Gerd Winkler versteigert beim Höfinger Kreativ-Werk die Kunst von Menschen mit Handicap.

Leonberg - Zum Glück sind die Zeiten vorbei, in denen die Malerei behinderter Menschen als „Bildwerke“ herunterqualifiziert wurden wie einst in der legendären Prinzhorn-Sammlung in Heidelberg. Kunst wird auch nicht mehr als „entartet“ politisiert, zweckentfremdet und weggesperrt, sondern darf die Einzigartigkeit von Menschen zeigen, die aufgrund ihres Andersseins die Möglichkeit haben, sich künstlerisch völlig frei von jedweden Strömungen auszutoben.

 

Warm und hell glänzte das Kreativ-Werk Höfingen in die dunkle Nacht und lockte zahlreiche Besucher zu einer Veranstaltung, die seit vier Jahren zu einem der Highlights der Einrichtung zählt, die zu Atrio Leonberg gehört. „Das Kreativwerk leuchtet“, nennt sie sich sinnreich.

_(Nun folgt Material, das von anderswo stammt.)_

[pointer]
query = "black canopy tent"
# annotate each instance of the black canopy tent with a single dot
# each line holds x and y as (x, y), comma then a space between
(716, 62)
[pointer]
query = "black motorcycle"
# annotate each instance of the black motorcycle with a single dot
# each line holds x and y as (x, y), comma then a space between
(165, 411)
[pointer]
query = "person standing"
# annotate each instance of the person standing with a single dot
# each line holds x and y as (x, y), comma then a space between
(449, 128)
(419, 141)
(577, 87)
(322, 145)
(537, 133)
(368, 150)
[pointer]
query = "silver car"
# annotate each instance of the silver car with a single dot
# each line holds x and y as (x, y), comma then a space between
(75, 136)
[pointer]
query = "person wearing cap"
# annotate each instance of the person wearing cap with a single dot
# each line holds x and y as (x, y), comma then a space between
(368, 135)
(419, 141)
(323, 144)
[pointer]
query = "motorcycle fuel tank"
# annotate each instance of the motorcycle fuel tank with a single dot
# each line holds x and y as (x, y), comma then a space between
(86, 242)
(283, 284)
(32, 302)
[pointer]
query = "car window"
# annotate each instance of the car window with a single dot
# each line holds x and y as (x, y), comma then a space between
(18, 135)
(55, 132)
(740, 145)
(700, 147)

Die Herzen der Aussteller glühen vor Aufregung

Und tatsächlich glühten die Herzen der Aussteller vor Aufregung. In diesem freundlichen und hellen Haus entstehen jeden Tag neue Bilder, geschnitzte Skulpturen, genähte Kunstobjekte oder bunte Begrüßungsstäbe. Mittelpunkt ist dabei die Versteigerung, die der Aufsichtsratvorsitzende Gerd Winkler mit viel Verve und Humor über mehrere Stunden hinweg leitete. Charmant durch den Abend begleiteten Elisabeth Berta und Zarah-Zoe Luft, die die einzelnen Arbeiten einleitend erläuterten. Ein gut gelaunter Martin Kaufmann begrüßte die Gäste. „Hier wird vielfältige Kunst hergestellt. Die ansässigen Firmen haben hohes Vertrauen in die hier arbeitenden Menschen und die hohe Qualität ihrer Arbeit“, lobte der Oberbürgermeister. Auch Oliver Zander von der benachbarten Firma Perma Trade, die in vielen Projekten mit dem Kreativwerk zusammenarbeitet, adelte nicht nur die Veranstaltung, sondern bot auch fleißig mit.

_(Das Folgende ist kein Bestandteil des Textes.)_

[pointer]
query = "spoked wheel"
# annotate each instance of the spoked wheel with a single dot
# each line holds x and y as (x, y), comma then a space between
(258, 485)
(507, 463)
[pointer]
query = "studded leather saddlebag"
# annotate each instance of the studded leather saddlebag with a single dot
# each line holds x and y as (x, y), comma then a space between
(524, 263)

Die Aufregung war allen Beteiligten anzumerken, schließlich sollten ihre Bilder unter den Hammer. Während der „Kampf ums Bild“ (Winkler) tobte, konnten sich Interessierte mit den Künstlern Mappen anschauen oder die Ausstellung bewundern. Maren Benedix zum Beispiel, äußerlich eine Reminiszenz an Frida Kahlo mit Blumen im dunklen Haar und buntem Rock, erzählte sehr kommunikativ von ihren Bildern, wie sie entstanden, welches sie selbst am liebsten mag, und von ihrem Lieblingsmotiv, Drachen und Fabelwesen.

„Wichtig ist uns die Qualität der Kunst“

„Wichtig ist uns die Qualität der Kunst“, unterstrich der Werkstattleiter Ricky Feuchter, „und es muss einfach passen. Die Einrichtung zu den Menschen und die Menschen zur Einrichtung.“ Die Frauen und Männer mit Handicap haben hier ihren Arbeitsplatz, ein breites Angebot sichert allen ein glückliches Arbeitsleben. Die Bedingungen sind optimal, daher wurde Atrio immer wieder von der „Aktion Mensch“ unterstützt. Weitere Kooperationen sind erwünscht.

Wie gut die Versteigerung von der Bevölkerung angenommen wurde, zeigte nicht nur die hohe Besucherzahl und das lebhafte Interesse an den auch in der Ausstellung gezeigten Bildern und Objekten. Versteigert wurde alles, wie in jedem Jahr. Aber es wurde darüber hinaus auch gekauft. Geschenkpapier, Sammlertassen, Kunstkarten, Unikate wie der kunstvoll geschnitzte Haselstab von Andreas Stejskal, der von diesem Wochenende an die Wohnung einer kunstbegeisterten Höfingerin verschönert. Ein gelungener Jahresrückblick, der mit Spannung auf die LaKuNa blicken lässt, an der sich auch wieder das Kreativ-Werk beteiligen wird.